Roma, 22 gennaio- Nonostante le rassicurazioni di Letta e del Governo, l’Italia è ancora fanalino di coda dell’Europa, con un tasso di evasione ai massimi livelli. Mentre le imprese e i lavoratori statali tentano di respirare, soffocati da tasse varie, i cosiddetti ricchi portano il loro capitali nei paradisi fiscali o corrompono per evitare controlli e cartelle esattoriali. Secondo i dati di Crif (società d’analisi specializzata in business information) in Italia nei primi 9 mesi del 2013 hanno dichiarato fallimento oltre 10 mila imprese, cioè più di due all’ora e quasi 50 al giorno. Un’emorragia che non si arresta, nonostante il saldo tra aperture e chiusure aziendali nel terzo trimestre 2013 sia stato positivo per oltre 12 mila unità, che comunque resta il dato più basso dell’ultimo decennio. Le aperture di nuove aziende sono state possibili soprattutto grazie ai contributi europei, che hanno incentivato gli under 30 e le start-ud, ma al termine di questi fondi è difficile prevedere una prosecuzione lunga delle nuove aziende. Lo Stato non vuole o non può aiutare nè le imprese di lunga data, radicate sul territorio, nè giovani o licenziati che cercano di reinventarsi. In base ai dati del Centro studi di Confindustria, le nostre aziende nel 2012 hanno avuto il primato negativo del prelievo fiscale più elevato al mondo, pari al 65,8 per cento degli utili, contro il 49,4 per cento della Germania.
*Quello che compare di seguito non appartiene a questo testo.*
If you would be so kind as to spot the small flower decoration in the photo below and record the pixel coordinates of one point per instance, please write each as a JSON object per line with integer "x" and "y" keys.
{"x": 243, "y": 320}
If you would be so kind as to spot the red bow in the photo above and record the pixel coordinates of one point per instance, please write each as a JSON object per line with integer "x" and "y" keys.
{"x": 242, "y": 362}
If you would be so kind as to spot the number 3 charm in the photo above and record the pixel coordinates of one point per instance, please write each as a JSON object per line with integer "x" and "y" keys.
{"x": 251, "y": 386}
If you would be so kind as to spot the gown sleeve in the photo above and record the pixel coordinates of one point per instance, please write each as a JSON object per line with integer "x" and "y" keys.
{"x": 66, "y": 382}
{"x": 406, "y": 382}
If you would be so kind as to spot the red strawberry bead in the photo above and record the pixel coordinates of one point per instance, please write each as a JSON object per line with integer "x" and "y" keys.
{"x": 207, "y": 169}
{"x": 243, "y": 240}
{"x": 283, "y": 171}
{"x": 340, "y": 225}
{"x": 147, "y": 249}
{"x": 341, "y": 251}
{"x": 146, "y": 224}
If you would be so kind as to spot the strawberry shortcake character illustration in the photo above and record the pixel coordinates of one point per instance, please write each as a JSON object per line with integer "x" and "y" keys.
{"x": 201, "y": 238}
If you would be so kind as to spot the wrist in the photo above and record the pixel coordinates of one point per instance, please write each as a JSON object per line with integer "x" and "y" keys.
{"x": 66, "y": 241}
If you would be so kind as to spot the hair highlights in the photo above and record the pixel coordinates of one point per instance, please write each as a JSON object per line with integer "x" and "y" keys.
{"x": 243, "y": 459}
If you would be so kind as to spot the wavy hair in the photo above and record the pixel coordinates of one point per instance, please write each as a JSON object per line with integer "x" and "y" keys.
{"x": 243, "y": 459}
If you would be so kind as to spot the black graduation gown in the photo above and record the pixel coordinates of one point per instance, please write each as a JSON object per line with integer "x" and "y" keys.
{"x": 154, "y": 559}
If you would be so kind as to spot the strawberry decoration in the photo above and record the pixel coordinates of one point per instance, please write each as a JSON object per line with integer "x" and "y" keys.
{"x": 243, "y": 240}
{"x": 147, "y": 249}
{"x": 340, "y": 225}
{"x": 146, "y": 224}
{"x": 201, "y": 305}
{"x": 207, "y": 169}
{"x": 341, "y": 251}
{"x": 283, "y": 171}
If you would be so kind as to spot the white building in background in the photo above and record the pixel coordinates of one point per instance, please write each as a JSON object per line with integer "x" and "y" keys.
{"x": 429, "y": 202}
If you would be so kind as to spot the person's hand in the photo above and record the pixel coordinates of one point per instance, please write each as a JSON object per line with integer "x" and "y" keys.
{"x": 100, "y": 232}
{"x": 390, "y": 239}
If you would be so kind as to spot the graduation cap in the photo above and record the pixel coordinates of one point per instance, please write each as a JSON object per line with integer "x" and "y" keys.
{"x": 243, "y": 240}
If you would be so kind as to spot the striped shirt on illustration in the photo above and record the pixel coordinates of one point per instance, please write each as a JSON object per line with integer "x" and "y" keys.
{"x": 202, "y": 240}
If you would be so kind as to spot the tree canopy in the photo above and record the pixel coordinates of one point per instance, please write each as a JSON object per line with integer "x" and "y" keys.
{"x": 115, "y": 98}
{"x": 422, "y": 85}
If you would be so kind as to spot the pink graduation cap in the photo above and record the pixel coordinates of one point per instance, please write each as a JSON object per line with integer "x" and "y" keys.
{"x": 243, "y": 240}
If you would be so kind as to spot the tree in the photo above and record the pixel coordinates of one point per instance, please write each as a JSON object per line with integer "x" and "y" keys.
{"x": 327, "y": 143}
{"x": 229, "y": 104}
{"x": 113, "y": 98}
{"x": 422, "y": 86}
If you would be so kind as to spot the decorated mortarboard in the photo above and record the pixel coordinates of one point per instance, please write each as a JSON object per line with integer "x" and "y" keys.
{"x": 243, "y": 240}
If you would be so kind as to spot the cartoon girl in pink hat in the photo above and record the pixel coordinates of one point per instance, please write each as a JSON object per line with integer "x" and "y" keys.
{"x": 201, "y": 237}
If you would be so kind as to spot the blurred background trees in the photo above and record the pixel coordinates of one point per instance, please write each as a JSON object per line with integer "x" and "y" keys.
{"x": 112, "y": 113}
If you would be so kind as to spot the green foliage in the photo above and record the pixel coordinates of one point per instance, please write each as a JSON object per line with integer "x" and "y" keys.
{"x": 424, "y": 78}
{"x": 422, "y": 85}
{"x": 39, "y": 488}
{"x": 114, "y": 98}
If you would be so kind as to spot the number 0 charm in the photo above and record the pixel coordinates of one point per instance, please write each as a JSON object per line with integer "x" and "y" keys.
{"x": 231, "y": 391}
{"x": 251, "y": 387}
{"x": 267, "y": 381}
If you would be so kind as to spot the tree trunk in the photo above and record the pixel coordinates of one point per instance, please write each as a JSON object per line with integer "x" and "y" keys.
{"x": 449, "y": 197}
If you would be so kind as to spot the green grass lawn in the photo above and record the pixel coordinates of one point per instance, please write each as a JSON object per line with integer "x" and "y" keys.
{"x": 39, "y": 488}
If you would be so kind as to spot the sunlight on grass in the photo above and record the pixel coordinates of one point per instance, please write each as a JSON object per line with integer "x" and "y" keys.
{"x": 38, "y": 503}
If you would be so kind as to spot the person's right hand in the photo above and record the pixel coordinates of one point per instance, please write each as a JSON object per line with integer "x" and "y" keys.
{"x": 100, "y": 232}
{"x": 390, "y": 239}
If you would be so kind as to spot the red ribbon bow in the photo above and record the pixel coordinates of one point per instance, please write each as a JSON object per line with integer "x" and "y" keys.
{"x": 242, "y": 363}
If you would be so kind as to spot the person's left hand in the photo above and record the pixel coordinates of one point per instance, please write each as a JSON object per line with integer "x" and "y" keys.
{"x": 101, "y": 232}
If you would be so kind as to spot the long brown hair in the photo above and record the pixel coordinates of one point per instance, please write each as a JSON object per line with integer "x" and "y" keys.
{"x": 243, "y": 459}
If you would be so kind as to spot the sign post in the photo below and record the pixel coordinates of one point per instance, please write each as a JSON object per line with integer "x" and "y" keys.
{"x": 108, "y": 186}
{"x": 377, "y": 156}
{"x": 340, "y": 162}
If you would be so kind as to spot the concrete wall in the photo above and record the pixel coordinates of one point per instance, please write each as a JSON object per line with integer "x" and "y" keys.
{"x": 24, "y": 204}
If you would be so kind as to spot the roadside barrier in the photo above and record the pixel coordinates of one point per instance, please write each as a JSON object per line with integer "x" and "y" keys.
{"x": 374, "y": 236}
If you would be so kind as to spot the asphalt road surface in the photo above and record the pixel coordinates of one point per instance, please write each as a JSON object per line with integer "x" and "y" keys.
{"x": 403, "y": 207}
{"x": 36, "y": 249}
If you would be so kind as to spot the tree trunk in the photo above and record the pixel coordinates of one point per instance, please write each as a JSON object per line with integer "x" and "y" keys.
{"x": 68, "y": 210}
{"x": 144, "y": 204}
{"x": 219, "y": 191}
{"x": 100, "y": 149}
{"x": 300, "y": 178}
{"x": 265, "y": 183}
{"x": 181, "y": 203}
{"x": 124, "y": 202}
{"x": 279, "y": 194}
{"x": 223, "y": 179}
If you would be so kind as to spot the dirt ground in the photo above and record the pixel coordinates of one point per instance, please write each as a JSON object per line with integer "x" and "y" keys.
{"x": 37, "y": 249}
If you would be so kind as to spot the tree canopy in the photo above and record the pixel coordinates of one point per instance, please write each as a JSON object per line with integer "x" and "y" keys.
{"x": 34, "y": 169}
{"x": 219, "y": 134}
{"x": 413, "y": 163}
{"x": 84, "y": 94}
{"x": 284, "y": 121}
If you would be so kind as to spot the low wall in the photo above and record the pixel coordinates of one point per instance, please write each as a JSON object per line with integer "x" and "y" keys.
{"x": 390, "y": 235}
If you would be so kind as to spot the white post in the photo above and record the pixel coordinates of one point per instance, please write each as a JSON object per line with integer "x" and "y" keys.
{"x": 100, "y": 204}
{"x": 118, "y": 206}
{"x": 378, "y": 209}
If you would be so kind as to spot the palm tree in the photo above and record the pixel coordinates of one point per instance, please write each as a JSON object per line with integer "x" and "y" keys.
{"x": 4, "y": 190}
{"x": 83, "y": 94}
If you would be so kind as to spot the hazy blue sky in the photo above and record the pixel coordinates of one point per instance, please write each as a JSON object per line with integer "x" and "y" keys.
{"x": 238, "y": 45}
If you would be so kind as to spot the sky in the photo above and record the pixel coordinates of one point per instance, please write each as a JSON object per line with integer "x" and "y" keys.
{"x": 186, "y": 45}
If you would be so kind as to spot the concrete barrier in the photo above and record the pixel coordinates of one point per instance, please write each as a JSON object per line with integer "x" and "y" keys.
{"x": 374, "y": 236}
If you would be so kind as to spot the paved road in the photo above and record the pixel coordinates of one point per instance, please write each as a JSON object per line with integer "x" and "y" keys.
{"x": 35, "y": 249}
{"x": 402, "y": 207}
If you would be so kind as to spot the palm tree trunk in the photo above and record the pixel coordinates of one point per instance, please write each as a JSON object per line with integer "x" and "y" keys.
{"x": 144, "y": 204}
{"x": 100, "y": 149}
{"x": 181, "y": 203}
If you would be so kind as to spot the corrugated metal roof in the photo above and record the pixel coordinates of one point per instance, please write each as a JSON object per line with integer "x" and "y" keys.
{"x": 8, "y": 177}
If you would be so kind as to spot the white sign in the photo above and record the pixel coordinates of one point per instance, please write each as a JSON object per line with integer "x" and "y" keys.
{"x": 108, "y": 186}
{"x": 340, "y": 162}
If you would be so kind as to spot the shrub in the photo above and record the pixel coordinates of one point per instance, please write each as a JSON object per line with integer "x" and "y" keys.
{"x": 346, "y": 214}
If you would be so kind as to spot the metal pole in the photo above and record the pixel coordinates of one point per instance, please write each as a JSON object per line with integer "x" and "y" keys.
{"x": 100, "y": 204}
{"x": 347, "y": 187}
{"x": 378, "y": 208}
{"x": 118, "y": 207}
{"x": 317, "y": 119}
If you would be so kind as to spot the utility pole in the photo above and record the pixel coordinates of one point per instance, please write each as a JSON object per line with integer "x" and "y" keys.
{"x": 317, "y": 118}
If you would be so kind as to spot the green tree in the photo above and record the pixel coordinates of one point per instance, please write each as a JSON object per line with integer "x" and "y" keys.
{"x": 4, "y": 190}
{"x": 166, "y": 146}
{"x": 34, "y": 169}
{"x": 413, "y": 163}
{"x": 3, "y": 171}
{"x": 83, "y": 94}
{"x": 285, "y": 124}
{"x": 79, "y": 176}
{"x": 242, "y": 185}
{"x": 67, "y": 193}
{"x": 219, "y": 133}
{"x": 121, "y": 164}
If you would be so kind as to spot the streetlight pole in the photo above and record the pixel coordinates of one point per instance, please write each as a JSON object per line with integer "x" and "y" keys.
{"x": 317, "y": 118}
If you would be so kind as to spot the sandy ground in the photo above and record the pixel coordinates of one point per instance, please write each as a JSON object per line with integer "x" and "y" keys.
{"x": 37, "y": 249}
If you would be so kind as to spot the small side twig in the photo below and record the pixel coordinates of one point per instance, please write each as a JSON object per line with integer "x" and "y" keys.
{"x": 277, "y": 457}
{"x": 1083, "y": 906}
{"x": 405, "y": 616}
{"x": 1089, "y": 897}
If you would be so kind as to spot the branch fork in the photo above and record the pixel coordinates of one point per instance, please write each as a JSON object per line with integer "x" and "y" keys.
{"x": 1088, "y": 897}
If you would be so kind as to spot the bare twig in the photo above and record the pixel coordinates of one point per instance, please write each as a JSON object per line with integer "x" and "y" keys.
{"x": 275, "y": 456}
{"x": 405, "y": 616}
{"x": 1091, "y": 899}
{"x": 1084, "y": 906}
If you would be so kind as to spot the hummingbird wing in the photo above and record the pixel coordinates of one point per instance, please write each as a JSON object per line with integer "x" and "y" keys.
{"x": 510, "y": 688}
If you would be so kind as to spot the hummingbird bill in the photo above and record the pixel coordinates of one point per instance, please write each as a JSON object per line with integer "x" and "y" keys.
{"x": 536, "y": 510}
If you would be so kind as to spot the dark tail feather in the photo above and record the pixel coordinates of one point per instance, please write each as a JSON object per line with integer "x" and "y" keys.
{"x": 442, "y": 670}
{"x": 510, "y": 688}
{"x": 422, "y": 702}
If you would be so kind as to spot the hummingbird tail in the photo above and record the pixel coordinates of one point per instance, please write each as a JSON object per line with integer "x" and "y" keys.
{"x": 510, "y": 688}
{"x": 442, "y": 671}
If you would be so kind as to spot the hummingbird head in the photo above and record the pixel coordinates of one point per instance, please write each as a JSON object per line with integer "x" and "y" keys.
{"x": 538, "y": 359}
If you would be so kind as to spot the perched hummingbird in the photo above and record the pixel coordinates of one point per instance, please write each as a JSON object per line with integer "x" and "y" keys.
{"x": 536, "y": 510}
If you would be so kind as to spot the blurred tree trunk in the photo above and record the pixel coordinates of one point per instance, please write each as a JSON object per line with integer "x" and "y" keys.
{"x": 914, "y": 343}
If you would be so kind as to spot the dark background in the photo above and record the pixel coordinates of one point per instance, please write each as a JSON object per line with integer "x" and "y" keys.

Alle battute finali c’è anche il pagamento della Tasi, la tassa sui servizi indivisibili, che prevede una nuova stangata da almeno 1 miliardo sui portafogli degli imprenditori. Inoltre un problema cronico del nostro Paese sono i lunghissimi tempi burocratici, che allontanano investimenti stranieri e rendono difficoltosi quelli italiani. La nostra Penisola risulta al 112° posto al mondo per tempo medio d’ottenimento di permessi edilizi, con una durata media della pratica di 233 giorni e 11 procedure da ottemperare. Tempi morti che prosciugano il fatturato delle aziende di quasi 1 miliardo di euro l’anno, con la perdita di almeno 6 mila posti di lavoro secondo i calcoli di Confartigianato. Nonostante le promesse di semplificazioni e snellimento della burocrazia, fatte nei decenni, l’impresa in 7 giorni, rimane il paese di Bengodi. Le parole di Squinzi che ha definito la situazione italiana come una vera e propria guerra, sembrano sempre più concrete.